リーラ率いる第五装甲猟兵侍女中隊VS夕菜率いるMMMの爪弾き者による戦闘団の戦いが描かれるメイドストーリー本編の「メイドの死闘」と、番外編の「メイド交換ゲーム」「メイドプラス1」の三編からなるお話です。

メイドの死闘」は、すごいですね。夕菜が悪役にしか見えません。目的のためなら手段を選ばないところは、百年の恋も覚めそうなほどです。リーラ、やっちまいな!とか思ったのは、僕だけじゃないんじゃないかしら。和樹の願いもあって、全力を投じれないリーラたちが不憫でなりません。

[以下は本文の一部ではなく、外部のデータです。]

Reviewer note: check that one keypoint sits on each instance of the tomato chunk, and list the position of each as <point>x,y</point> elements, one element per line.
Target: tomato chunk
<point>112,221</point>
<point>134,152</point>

まあ、個人的には、MMMは番外編のほうが素敵なのです。
メイド交換ゲーム」は、リーラたちと夕菜たちが、家事で勝負するというお話で、展開は定番ですね。意外性とかはないですが、楽しいことこの上ない。夕菜の思惑をさらりとかわすところに、さすがリーラだと思っていたら、ラストでドンデン返し(というのも変だけど)があって、思わずニヤリ。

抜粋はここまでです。